ARCHIVED - The rise of penicillin-susceptible Streptococcus pneumoniae - Providence Health Care, Vancouver, British Columbia, 1998-2003

 

Introduction

Since its emergence nearly 40 years ago, Streptococcus pneumoniae resistant to penicillin has emerged as a worldwide phenomenon; indeed, it is likely that no other mode of resistance has been so well documented from an epidemiologic and microbiologic point of view(1,2,3). In Canada, there has been an alarming increase in the reported prevalence of penicillin non-susceptible isolates (intermediate plus high-level resistance) over the past decade(4,5). This report summarizes 6 years of S. pneumoniae, penicillin susceptibility surveillance at a large secondary, tertiary, and quaternary-care health care centre in Western Canada.

Methods

Laboratory-based surveillance for S. pneumoniae susceptibility to penicillin was performed for the period 1 January 1998 to 31 December 2003. All S. pneumoniae isolates recovered from clinical specimens that were formally reported by the microbiology laboratory to the ordering physician were included in the database. The specimens originated from one large, academic referral centre (St. Paul's Hospital), two community-based hospitals (Mount St. Joseph's Hospital and St. Vincent's Hospital), as well as a number of community care outpatient clinics and residential care facilities. All isolates with finalized reports were included in the analysis, regardless of specimen site.

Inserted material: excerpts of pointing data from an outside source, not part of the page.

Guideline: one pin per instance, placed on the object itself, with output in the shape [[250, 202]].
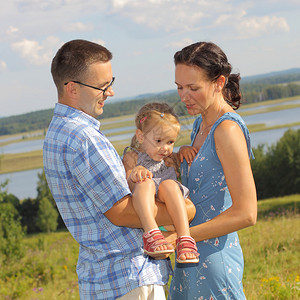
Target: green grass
[[271, 251]]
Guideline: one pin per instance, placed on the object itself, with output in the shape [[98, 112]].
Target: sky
[[143, 35]]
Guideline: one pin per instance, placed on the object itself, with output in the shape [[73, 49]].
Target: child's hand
[[187, 152], [173, 161], [139, 174]]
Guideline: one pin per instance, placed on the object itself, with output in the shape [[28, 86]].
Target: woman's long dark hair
[[210, 58]]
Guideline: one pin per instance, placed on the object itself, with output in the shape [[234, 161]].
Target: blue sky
[[143, 35]]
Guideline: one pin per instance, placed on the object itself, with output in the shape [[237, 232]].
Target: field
[[271, 249], [34, 160]]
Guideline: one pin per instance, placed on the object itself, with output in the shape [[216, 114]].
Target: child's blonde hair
[[151, 114]]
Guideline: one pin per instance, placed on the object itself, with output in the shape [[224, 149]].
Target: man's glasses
[[93, 87]]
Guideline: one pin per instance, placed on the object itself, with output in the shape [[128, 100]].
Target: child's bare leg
[[143, 200], [170, 193]]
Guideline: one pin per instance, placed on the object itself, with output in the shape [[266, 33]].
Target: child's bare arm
[[134, 173], [188, 153], [139, 174]]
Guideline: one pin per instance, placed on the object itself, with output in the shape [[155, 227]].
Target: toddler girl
[[148, 177]]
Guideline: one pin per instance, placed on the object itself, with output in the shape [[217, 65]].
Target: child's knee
[[169, 185]]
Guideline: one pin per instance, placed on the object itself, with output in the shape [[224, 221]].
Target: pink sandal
[[152, 240], [186, 244]]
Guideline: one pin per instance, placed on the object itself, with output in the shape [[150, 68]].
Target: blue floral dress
[[218, 275]]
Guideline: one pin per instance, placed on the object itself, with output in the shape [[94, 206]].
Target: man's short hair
[[73, 59]]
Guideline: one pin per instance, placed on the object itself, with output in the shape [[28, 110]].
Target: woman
[[217, 171]]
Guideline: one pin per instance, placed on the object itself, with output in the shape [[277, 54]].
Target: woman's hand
[[139, 174], [188, 153]]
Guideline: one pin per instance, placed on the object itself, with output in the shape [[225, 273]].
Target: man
[[88, 182]]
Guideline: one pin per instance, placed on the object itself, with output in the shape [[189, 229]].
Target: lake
[[23, 184]]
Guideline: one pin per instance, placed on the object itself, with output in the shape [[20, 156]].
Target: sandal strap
[[153, 239], [186, 244]]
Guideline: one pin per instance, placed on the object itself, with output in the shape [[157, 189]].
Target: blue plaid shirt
[[86, 177]]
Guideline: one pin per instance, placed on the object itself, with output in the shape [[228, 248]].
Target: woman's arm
[[232, 151]]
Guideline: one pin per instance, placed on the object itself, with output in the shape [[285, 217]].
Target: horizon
[[257, 37], [252, 77]]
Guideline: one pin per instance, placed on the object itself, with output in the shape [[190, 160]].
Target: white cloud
[[100, 42], [259, 26], [78, 27], [12, 30], [3, 66], [163, 15], [36, 53], [180, 44]]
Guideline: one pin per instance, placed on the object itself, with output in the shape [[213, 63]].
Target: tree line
[[276, 173], [254, 89]]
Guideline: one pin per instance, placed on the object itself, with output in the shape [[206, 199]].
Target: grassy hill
[[271, 250]]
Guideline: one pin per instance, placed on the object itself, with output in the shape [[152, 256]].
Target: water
[[23, 184]]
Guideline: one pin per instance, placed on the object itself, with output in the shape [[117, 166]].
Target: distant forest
[[254, 89]]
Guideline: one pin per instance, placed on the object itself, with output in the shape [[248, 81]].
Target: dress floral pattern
[[218, 275]]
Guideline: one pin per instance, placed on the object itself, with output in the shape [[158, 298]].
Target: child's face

Alpha-haemolytic colonies suspicious for S. pneumoniae were subcultured on 5% sheep agar plates and incubated for 18-24 h at 35° C in 5-10% CO2. Organisms were identified using a number of techniques, including Gram's stain, colonial morphology and growth characteristics, susceptibility to optochin, and Phadebact® Pneumococcus coagglutination test. Supplementary testing for bile solubility was performed when necessary.

Resistance to penicillin was screened using a 1 µg oxacillin disk and all isolates with inhibition zones of >= 20 mm were considered susceptible according to the recommendations of the NCCLS (previously known as the National Committee for Clinical Laboratory Standards)(6). The minimum inhibitory concentration (MIC) for penicillin-susceptible S. pneumoniae was defined as 0.06 mg/L(6).

Annual cumulative susceptibility data for S. pneumoniae and penicillin were extracted from the microbiology laboratory's computerized information system. A chi-squared test for trend was calculated for statistical significance using Epi-Info 6 (edition 6.04d, CDC, Atlanta and WHO, Geneva).

Results

A total of 1218 S. pneumoniae isolates were recovered over the 6-year surveillance period. Of these, 793 (65%) originated from St. Paul's Hospital. Table 1 shows the cumulative susceptibility data for S. pneumoniae and the number of annual isolates identified and tested according to year. From 1998 to 2003, the proportion of S. pneumoniae isolates susceptible to penicillin rose steadily from 77% in 1998 to 88% in 2003 (= 0.001).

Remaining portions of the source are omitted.